Former President Donald Trump has faced several rounds of “fact-checks” on the campaign trail, many of which cite FBI statistics to claim violent crime has been falling in the U.S. But the FBI has secretly updated its crime statistics for 2022, and they tell a different story: violent crime rose last year.
According to recent updates to FBI crime data (reported by RealClearInvestigations) violent crimes including murders, assaults and rapes increased by 4.9% between 2021 and 2022. Specifically, violent crimes have increased to 1,256,671 in 2022, from 1,197,930 in 2021.
This update lands on the opposite end of the FBI’s previous press release from October 2023, which reported violent crime in 2022 was down 1.7% from the year prior. This recent shift was not made mention in the FBI’s press release from September 2024 predicting a 3 % decline in violent crime for 2023.
It was the Crime Prevention Research Center that first noticed the disparity – noting that the FBI’s numbers for 2021 and 2022 had undergone significant changes. According to Carl Moody, a professor at the College of William and Mary, there have been no substantial changes to crime numbers between 2004 and 2020, but dramatic updates to 2021 and 2022 data have called into question whether the FBI can be trusted.

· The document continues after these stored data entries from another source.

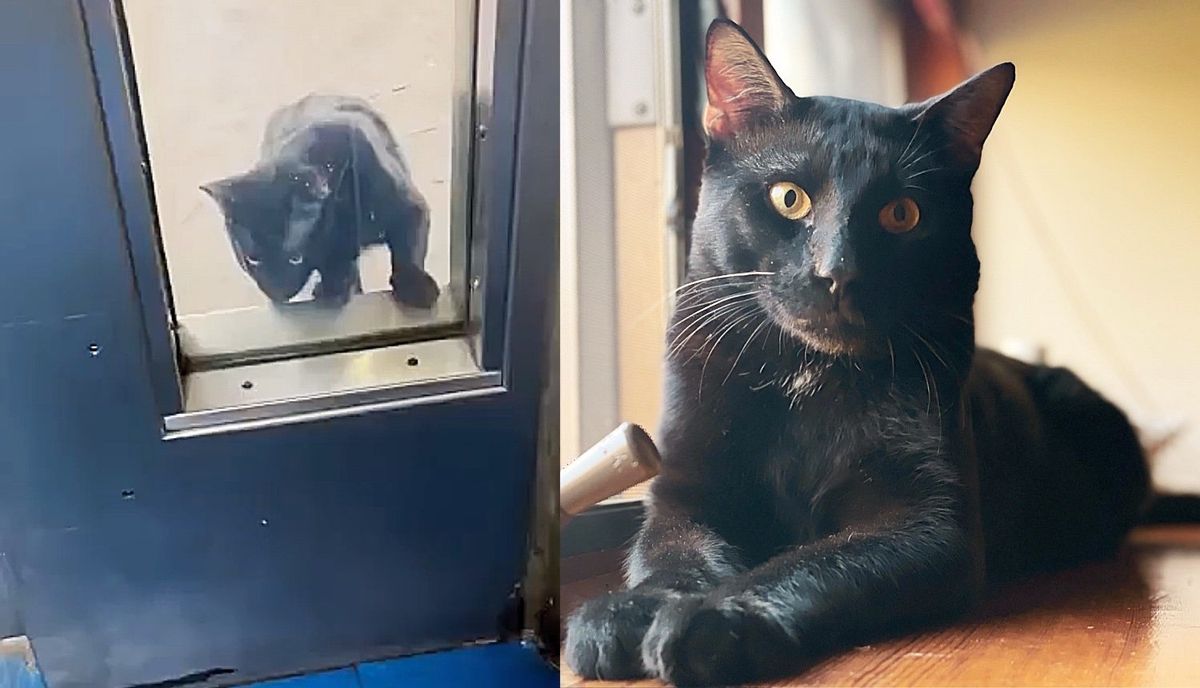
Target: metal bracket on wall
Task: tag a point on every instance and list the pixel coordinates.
(631, 61)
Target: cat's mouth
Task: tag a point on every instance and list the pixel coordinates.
(832, 331)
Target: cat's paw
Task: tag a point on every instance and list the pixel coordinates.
(330, 298)
(705, 642)
(414, 287)
(604, 636)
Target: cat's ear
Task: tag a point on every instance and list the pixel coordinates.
(967, 112)
(220, 190)
(743, 88)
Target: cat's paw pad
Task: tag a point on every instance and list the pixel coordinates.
(706, 644)
(414, 288)
(604, 636)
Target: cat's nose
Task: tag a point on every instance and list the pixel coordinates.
(835, 276)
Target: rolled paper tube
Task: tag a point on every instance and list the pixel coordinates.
(623, 459)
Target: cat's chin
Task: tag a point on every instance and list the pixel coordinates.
(834, 336)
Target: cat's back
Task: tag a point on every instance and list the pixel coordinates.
(322, 117)
(1062, 476)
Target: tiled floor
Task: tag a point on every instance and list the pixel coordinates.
(1129, 622)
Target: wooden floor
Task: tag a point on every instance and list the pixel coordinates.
(1129, 622)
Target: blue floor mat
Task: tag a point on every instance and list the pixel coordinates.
(501, 665)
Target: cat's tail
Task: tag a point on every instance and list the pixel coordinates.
(1165, 507)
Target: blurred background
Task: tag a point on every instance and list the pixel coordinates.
(1085, 214)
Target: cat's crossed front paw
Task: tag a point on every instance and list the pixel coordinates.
(604, 636)
(706, 641)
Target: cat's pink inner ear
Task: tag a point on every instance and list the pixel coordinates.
(742, 84)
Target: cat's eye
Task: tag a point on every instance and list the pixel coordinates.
(790, 199)
(900, 215)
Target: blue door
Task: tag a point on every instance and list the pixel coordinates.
(201, 474)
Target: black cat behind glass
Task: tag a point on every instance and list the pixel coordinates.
(839, 459)
(330, 180)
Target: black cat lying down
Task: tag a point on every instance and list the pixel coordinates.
(839, 460)
(330, 181)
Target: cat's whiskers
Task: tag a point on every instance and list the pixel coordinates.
(726, 318)
(929, 346)
(689, 300)
(723, 276)
(923, 172)
(749, 339)
(707, 317)
(717, 344)
(892, 354)
(705, 313)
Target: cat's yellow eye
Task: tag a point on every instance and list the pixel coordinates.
(790, 199)
(899, 216)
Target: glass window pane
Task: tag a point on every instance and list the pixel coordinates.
(307, 163)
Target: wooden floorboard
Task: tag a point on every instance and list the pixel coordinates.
(1134, 621)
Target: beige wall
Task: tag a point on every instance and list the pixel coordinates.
(641, 275)
(211, 72)
(1097, 151)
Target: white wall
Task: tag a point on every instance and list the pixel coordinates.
(211, 72)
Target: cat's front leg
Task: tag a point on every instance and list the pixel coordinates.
(816, 598)
(337, 285)
(407, 238)
(675, 560)
(413, 286)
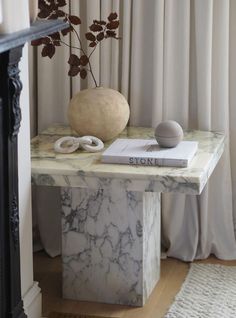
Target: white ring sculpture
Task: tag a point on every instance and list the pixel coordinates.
(71, 144)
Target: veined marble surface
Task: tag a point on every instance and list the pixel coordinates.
(85, 170)
(110, 245)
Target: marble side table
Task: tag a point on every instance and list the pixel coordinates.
(111, 213)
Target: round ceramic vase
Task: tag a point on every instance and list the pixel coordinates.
(100, 112)
(168, 134)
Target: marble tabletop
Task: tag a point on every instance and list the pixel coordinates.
(83, 169)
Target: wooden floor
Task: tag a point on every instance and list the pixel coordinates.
(47, 272)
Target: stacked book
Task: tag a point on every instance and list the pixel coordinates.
(147, 152)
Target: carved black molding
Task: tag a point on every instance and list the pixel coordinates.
(14, 220)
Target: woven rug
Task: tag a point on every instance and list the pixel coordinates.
(209, 291)
(65, 315)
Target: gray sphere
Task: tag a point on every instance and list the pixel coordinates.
(168, 134)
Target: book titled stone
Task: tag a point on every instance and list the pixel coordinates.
(147, 152)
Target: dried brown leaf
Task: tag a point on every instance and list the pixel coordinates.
(83, 73)
(60, 13)
(74, 60)
(74, 19)
(111, 34)
(101, 22)
(100, 36)
(92, 44)
(84, 60)
(96, 27)
(61, 3)
(37, 42)
(53, 16)
(112, 16)
(44, 13)
(46, 40)
(55, 36)
(74, 70)
(113, 25)
(67, 30)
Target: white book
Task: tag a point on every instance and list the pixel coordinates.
(147, 152)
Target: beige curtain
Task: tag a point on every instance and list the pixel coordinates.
(176, 60)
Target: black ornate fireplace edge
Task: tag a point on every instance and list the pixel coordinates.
(11, 304)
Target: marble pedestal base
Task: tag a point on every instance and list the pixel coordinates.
(110, 245)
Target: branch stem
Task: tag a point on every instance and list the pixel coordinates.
(81, 46)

“In 2021, it appears the FBI overcounted violent crime by 55,786 incidents and undercounted them by 24,243 in 2022,” Moody told RealClearInvestigations. “These unexplained revisions make it difficult to trust the FBI’s data.”
The controversy over the FBI’s crime reporting system dates back to 2021, when the bureau transitioned from the Summary Reporting System (SRS) to the National Incident-Based Reporting System (NIBRS). NIBRS offers more precise crime data, but law enforcement reporting rates have dramatically declined due to the change. In 2021, less than 70 percent of municipal agencies provided crime data – the lowest in more than 20 years.

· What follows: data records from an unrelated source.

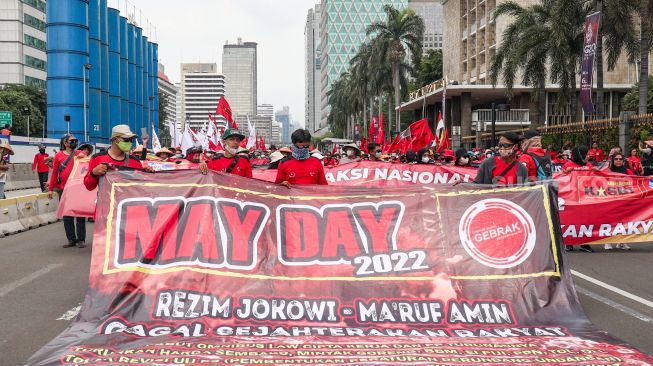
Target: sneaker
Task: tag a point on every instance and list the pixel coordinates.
(71, 243)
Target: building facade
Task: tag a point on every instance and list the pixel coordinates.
(343, 27)
(312, 72)
(23, 58)
(431, 12)
(201, 90)
(239, 66)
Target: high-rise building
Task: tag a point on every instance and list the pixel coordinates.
(343, 27)
(239, 68)
(23, 57)
(313, 100)
(283, 117)
(431, 13)
(170, 92)
(201, 90)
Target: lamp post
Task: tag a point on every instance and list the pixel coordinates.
(84, 69)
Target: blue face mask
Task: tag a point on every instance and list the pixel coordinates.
(300, 153)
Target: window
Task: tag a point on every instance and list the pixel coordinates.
(35, 62)
(37, 4)
(34, 42)
(34, 22)
(30, 81)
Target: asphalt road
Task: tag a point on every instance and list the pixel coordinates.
(41, 283)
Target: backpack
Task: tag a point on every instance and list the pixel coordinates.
(544, 166)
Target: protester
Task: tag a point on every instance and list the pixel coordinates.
(503, 169)
(231, 161)
(536, 160)
(635, 163)
(116, 157)
(352, 154)
(5, 151)
(41, 167)
(62, 166)
(302, 168)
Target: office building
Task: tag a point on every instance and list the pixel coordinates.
(240, 72)
(431, 13)
(343, 27)
(201, 90)
(23, 58)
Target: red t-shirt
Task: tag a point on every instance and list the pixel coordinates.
(91, 181)
(59, 158)
(242, 168)
(39, 163)
(309, 171)
(510, 177)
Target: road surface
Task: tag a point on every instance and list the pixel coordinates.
(42, 284)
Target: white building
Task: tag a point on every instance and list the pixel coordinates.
(239, 66)
(201, 90)
(22, 43)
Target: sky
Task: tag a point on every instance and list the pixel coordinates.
(195, 30)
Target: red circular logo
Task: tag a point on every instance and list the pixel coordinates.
(497, 233)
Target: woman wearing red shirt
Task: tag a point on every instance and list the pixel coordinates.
(75, 227)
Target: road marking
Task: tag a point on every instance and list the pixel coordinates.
(4, 290)
(70, 314)
(614, 304)
(619, 291)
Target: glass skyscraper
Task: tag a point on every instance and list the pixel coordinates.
(343, 25)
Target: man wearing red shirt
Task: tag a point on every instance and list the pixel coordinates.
(536, 160)
(114, 157)
(41, 167)
(302, 168)
(230, 162)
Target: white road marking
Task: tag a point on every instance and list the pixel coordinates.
(616, 290)
(71, 314)
(4, 290)
(614, 304)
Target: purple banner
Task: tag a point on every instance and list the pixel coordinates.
(589, 50)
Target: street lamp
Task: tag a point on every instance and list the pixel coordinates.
(84, 69)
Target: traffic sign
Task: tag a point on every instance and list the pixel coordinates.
(6, 118)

The underreporting, in combination with the FBI’s use of self-reporting, has raised fears that the true scale of violent crime in the United States is not being properly captured. Trump’s campaign speeches often invoked the growth in violent crime, with fact-checkers citing the FBI’s now updated statistics.
The FBI had not commented on why its data had been revised and did not return calls for comment.